What then do we do with this today? Stop worrying that you don’t know just the right words to say in prayer. Stop treating the gospel as relevant to everyone else. Stop thinking that just being in church somehow gets Jesus rubbing off on you. The truth is this. Jesus Christ is here for you in your sin and weakness and embarrassment. That’s who he is. Reaching out to him is what your heart does in response to who he is. Faith is your heart saying to him, “I have long-standing problems. I feel sluggish. I feel depressed. I am fearful. But you are brimming with power. You are enough for my need.” And the whole Bible promises the blessing of God on that faith in him.

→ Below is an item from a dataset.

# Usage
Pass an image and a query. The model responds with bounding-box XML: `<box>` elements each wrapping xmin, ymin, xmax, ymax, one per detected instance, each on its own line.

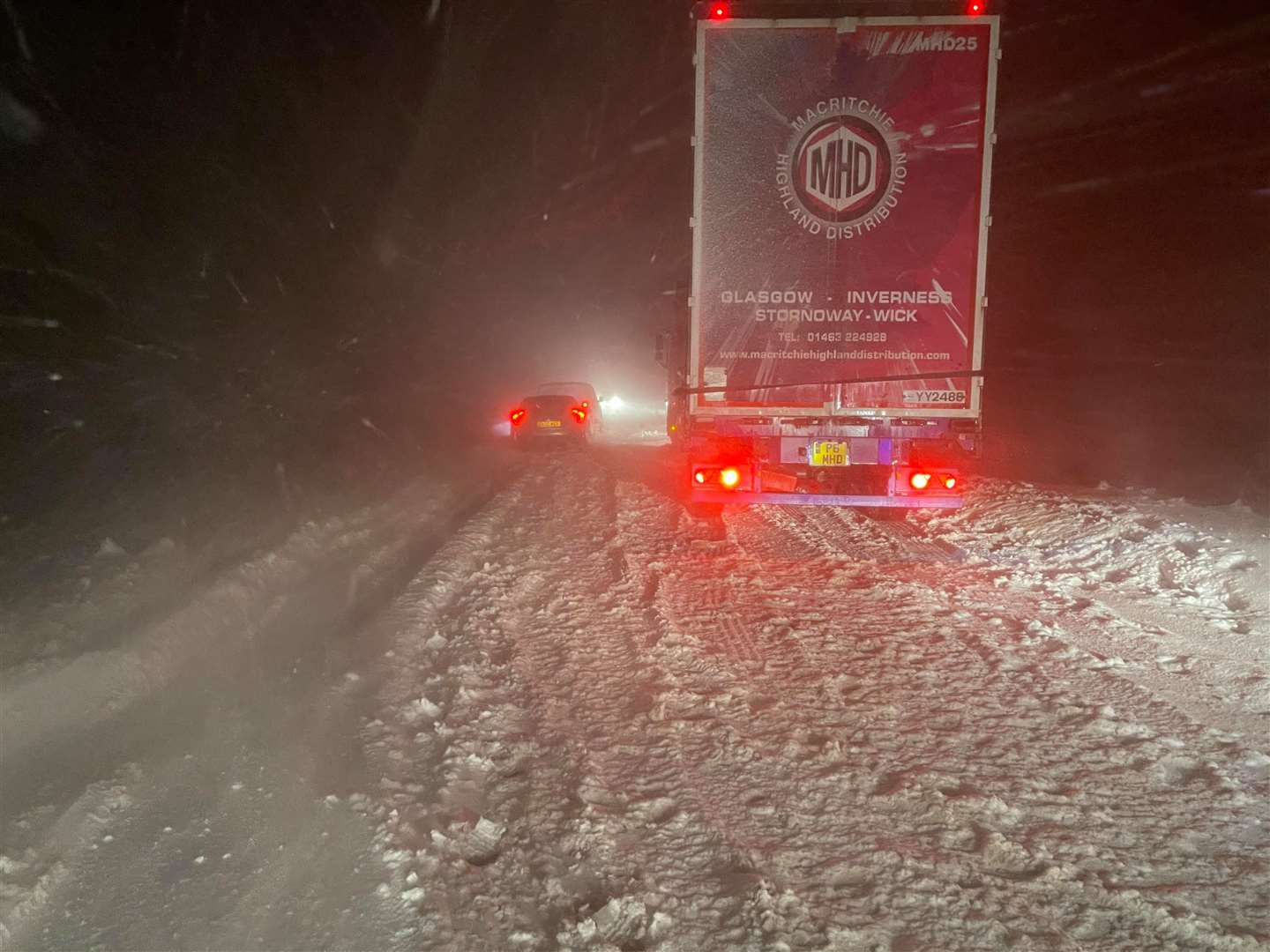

There are three responses to Jesus: yes, no, maybe. Your response to him is the question of your life today – not meeting that payment by the end of the month, not even resolving that relational conflict with a friend. The question before you is this: Can Jesus be trusted with everything in your life that’s unclean and embarrassing and unchanging? Will you put yourself in his hands? If your heart is saying Yes, no matter what else you might not understand, he is rejoicing over you today. Even though you’re coming to him as a last resort, he is not offended. Come as you are, and he will receive you. Come empty-handed, and he will enrich you. Come guilty, and he will forgive you. Come trembling, and he will reassure you. He will keep every promise in the Bible, and he will do it freely and personally for you, because he is faithful to everyone who has faith in him. Do not jostle him today. Do not miss him by your indecision.
May God take away all neutrality, so that we fix ourselves on Christ by the merest faith in his mighty power.